A) Schematic representation of the 3.6 kb OCF2 fragment, with putative binding sites for OCT4/SOX2 proteins indicated. B) Binding of recombinant OCT4 protein to WT or mutated oligos was assessed. Upward shift in the gel band (*→) indicates OCT4 binding. Unbound oligonucleotides are seen as a lower band (→). C) Oct4 ChIP-QPCR was performed in OCF2ΔOCT4/SOX2 ESCs differentiated for 0,3, or 6 days (−)LIF. Allele-specific Taqman probes were used to distinguish the endogenous Oct4 distal enhancer (DE) region (Chr. 17, blue underline “A”) from the mutated transgenic DE region (Chr. 11, red underline “B”). OCT4 enrichment at each site is reported relative to IgG. Error bars = +/− SEM of 3 biological replicates, and p-values for Student’s t-Test statistic are reported. *=p<0.05. D) Oct4 ChIP-QPCR was performed in OCF2ΔYY1 ESCs, using allele-specific Taqman probes to distinguish endogenous Oct4 distal enhancer (DE) region (Chr. 17, blue underline “A”) from mutated transgenic DE region (Chr. 11, green underline “C”). OCT4 enrichment expressed relative to IgG. Error bars = +/− SEM of 3 biological replicates. See also Tables S4.
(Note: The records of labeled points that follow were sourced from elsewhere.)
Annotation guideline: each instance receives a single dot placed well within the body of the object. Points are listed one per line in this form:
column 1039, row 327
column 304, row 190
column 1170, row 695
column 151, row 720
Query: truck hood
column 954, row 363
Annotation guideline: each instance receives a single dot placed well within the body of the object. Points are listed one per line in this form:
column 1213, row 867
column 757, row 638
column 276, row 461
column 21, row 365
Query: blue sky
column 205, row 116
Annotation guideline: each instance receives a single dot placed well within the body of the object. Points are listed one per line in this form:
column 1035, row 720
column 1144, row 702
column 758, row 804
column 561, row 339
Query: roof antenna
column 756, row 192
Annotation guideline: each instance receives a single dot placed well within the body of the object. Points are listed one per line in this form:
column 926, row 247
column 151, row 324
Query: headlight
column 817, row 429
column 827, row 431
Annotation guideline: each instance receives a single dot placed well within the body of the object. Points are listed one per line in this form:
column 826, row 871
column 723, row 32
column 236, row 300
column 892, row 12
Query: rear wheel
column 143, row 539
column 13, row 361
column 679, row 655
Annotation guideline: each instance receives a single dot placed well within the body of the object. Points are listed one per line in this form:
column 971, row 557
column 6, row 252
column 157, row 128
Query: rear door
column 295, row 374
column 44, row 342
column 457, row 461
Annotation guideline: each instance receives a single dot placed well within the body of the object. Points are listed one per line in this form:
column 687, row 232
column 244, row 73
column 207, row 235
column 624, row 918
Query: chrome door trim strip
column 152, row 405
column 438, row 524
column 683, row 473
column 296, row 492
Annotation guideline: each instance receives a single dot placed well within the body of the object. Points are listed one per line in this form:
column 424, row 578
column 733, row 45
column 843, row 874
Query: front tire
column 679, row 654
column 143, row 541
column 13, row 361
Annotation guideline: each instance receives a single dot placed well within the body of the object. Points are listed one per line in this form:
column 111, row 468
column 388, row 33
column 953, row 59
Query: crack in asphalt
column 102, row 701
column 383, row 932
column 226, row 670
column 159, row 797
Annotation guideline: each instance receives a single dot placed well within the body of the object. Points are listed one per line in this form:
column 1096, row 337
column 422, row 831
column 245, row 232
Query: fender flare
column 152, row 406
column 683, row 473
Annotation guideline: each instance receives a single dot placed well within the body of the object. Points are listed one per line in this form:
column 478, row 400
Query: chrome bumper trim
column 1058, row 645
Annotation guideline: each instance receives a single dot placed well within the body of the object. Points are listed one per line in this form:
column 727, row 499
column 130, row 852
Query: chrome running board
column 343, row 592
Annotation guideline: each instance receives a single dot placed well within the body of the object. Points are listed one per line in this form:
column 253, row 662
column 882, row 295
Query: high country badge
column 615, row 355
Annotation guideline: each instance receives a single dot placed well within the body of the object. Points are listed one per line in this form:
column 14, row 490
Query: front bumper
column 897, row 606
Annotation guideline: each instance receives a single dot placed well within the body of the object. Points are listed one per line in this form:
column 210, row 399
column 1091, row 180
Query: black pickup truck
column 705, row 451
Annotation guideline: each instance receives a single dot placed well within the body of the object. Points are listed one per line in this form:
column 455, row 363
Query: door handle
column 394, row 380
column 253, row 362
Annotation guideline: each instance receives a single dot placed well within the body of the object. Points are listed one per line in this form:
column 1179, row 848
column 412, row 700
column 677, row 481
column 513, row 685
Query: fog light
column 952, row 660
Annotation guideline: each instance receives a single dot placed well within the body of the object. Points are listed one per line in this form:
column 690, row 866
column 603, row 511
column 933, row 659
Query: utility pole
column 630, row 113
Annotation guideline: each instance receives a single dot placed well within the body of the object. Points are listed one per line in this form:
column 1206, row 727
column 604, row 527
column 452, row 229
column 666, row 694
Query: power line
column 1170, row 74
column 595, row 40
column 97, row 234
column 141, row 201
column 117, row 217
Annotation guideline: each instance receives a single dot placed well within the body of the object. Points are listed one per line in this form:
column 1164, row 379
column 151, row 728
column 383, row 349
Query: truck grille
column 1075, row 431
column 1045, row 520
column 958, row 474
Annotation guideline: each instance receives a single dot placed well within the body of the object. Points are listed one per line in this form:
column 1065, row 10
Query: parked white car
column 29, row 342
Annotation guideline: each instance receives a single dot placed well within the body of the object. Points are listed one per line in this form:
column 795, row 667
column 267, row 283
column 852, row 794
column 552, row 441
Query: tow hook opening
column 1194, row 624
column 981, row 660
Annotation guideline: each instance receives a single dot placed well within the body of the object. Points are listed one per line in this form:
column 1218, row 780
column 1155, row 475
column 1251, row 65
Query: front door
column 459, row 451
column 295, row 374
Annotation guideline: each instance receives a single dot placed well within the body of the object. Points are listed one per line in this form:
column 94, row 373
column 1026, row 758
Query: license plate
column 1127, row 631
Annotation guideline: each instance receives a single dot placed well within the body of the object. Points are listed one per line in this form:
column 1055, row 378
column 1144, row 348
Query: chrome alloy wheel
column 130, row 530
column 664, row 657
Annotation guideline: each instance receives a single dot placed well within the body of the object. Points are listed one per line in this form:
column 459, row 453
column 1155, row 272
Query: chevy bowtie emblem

Figure 7. Intact OCT4/SOX2 protein binding sites are necessary for inter-chromosomal interactions in trans

A–C) Circular chromosome conformation capture followed by paired-end DNA sequencing (4C-seq) utilized to evaluate inter-chromosomal interactions between the WT endogenous Oct4 locus (Chr. 17) and a mutated OCF2 transgenic locus (Chr. 11) in A) “pairing deficient” OCF2ΔOCT4/SOX2 ESCs and B) “pairing competent” OCF2ΔYY1 ESCs. C) The frequency of inter-chromosomal contacts between the WT Oct4 locus (Chr. 17) and a mutated OCF2 transgenic locus (Chr. 11) was determined and is reported as the fold enrichment relative to the background level of inter-chromosomal interactions at a non-interacting genomic region. The change in trans-interactions was compared between Day 0 and Day 3 in each cell line. Error bars = +/− SEM of 2 biological replicates, and p-values for Student’s t-Test statistic are reported. *=p<0.05. D) H3K9me2 ChIP-QPCR was performed in OCF2ΔOCT4/SOX2 ESCs differentiated for 0, 3, or 6 days (−) LIF. Allele-specific Taqman probes were used to distinguish the endogenous Oct4 distal enhancer (DE) region (Chr. 17, blue underline “A”) from the mutated transgenic DE region (Chr. 11, red underline “B”). H3K9me2 enrichment at each site is reported as fold enrichment relative to Day 0 values. Error bars = +/− SEM of at least 2 biological replicates, and p-values for Student’s t-Test statistic are reported. *=p<0.05. E) H3K9me2 ChIP-QPCR was performed in OCF2ΔYY1 ESCs differentiated for 0, 3, or 6 days (−) LIF. Allele-specific Taqman probes were used to distinguish the WT Oct4 distal enhancer (DE) region (Chr. 17, blue underline “A”) from the mutated transgenic DE region (Chr. 11, green underline “B”). H3K9me2 enrichment at each site is reported as fold enrichment relative to Day 0 values. Error bars = +/− SEM of at least 2 biological replicates.